We were heading back from the practice area to the airport. I didn’t have my pilot license yet and my instructor says: “Push the throttle to Rental Speed!”.
The Aviation Connection
Normally “full throttle” is restricted to take-offs in small planes, with a cruising speed somewhat less to better take care of the engine. An airplane “owner” would never push the engine like my CFI had suggested, as engine rebuilding is an expensive proposition.
It’s a bit of a stretch for what I really want to talk about, but if you “Own” an airplane, you are far more careful about the care and feeding of the engine. You will be more familiar with the sound of the engine, the quirks for that specific flying machine. If the engine fails in your car, you can pull off to the side of the road. In the air, surprises like that are even less fun.
On-call vs. Site Ownership
I currently work for a company that has their application stack effectively running in well over a dozen environments with several cloud providers. They each have their quirks, not unlike airplanes.* We know there are many differences between cloud providers and there will be different sets of customers in each environment, meaning that capacity planning will be different, what’s on order will be different, the capacity on hand, how to deal with some of the issues, etc.
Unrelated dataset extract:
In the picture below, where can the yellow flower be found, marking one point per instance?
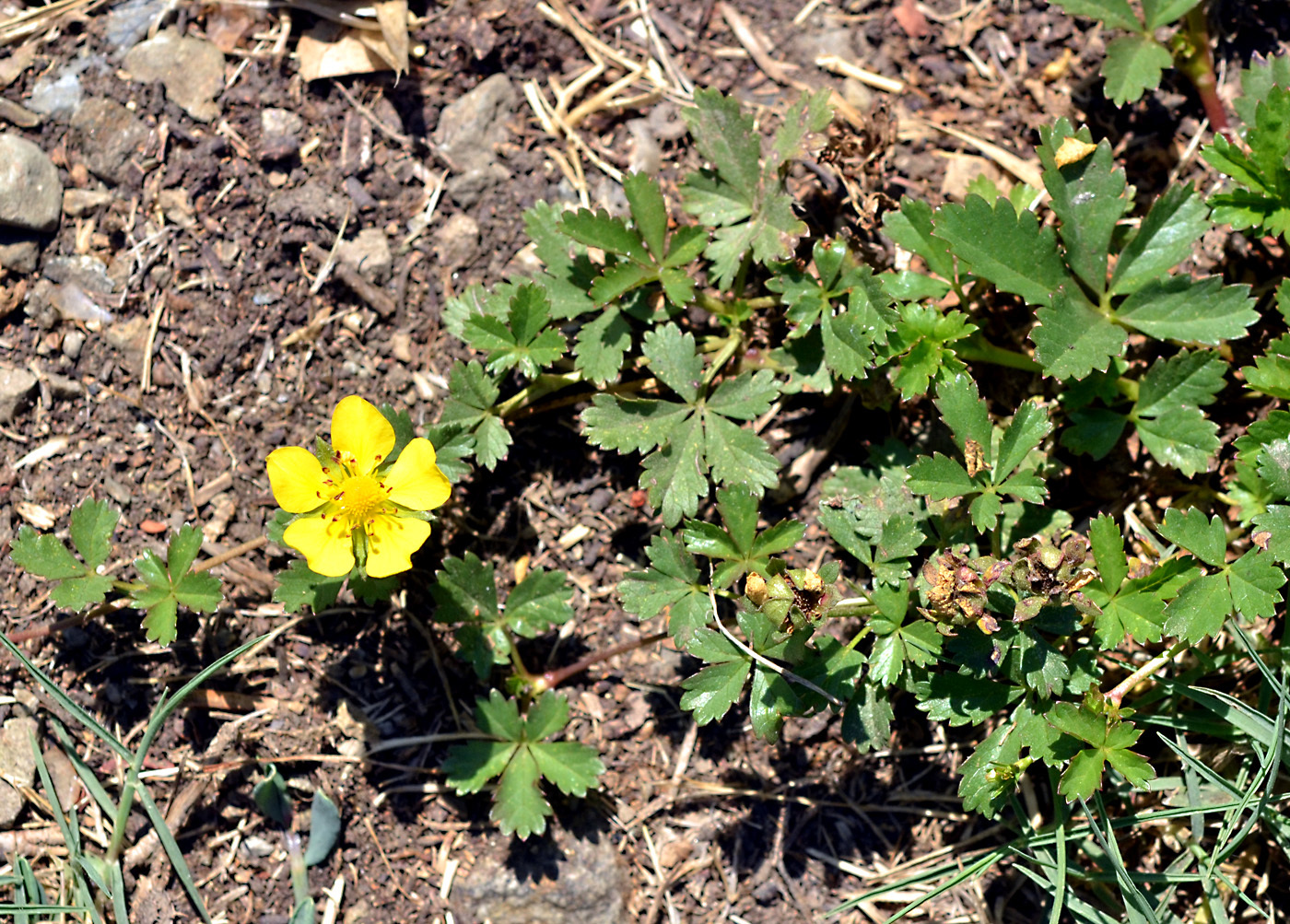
(351, 501)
This poses challenges for on-call; to have deep knowledge of all the subtle differences for each environment when things go south, especially for things which could have been prevented.
If we go back to airplanes, there are:
- Preventable, foreseeable issues that can be taken care of on the ground. Oil changes, regular maintenance, checks for critical instrumentation, etc.
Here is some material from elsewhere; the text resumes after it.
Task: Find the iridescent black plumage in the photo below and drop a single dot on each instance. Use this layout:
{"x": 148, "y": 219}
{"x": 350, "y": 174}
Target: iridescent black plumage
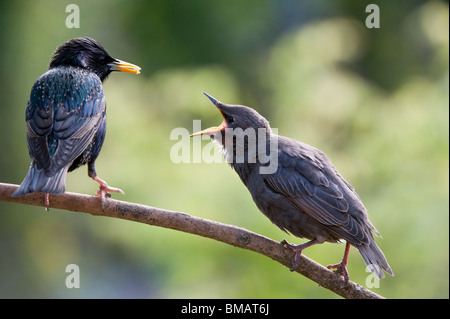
{"x": 66, "y": 116}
- Unforeseen issues in the air; engine fires, engine failures, electrical fires and, possibly anything you may have missed while it was on the ground.
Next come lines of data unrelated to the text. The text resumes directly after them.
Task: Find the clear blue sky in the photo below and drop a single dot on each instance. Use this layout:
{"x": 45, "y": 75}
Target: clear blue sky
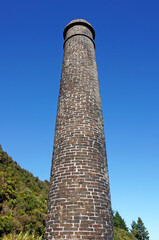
{"x": 127, "y": 51}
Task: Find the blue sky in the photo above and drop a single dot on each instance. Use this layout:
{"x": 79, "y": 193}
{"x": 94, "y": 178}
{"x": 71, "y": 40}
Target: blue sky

Obviously we want to prevent #2 (problems in the air), by applying #1; (preventative maintenance on the ground). To save the on-call experience (fewer 3am calls and “surprises“), it also makes sense to do as much as possible during business hours and being pro-active with regular capacity checks, monitoring and alert tuning, etc.
I’m suggesting is that on-call should “only” be about the unforeseen issues. A switch failure, a DC-wide power failure, hardware failures..
Regular preventative maintenance could (should?) happen with site “owners” that can baby the environments, become fully aware of the nuances and “quirks” for their given environment. eg. Is there enough spare capacity to handle possible spikes in customer activity within the window of being able to provision more? Have there been back-orders in this environment before? How long do they last?
Having an SRE team split responsibilities for “site ownership” would:
- Be a good learning opportunity for everyone.
- Capacity planning should be done for every environment; we have a lot of environments and, someone should be responsible..
- Move things like capacity planning and preventable things to environment owners. It shouldn’t be “interrupt driven”; it should be something that just gets done during business hours.
- Environment owners would feel “responsible” if on-call got hit with a 3am preventable issue and, (hopefully) would improve and do better next time.
- Less noise for on-call, just dealing with unforeseen issues instead of all the preventable ones too.
- Some environments may be located in countries where only citizens of certain countries can touch it. Obviously having the SRE’s who are able to take care of them, own them, would help prevent exceptions for an on-call to deal with issues there.
- Everyone gets to “take pride in” keeping their environments (and on-call) happy!
Even if you only have one environment, rotate the SRE’s through owning it. They’ll come out knowing a lot more about it, on-call will be less stressful and the environment will likely be happier.
* I flew an airplane recently that had a fuel gauge that would stick for example. As the joke goes, the only time you have too much fuel on board is when you’re on fire.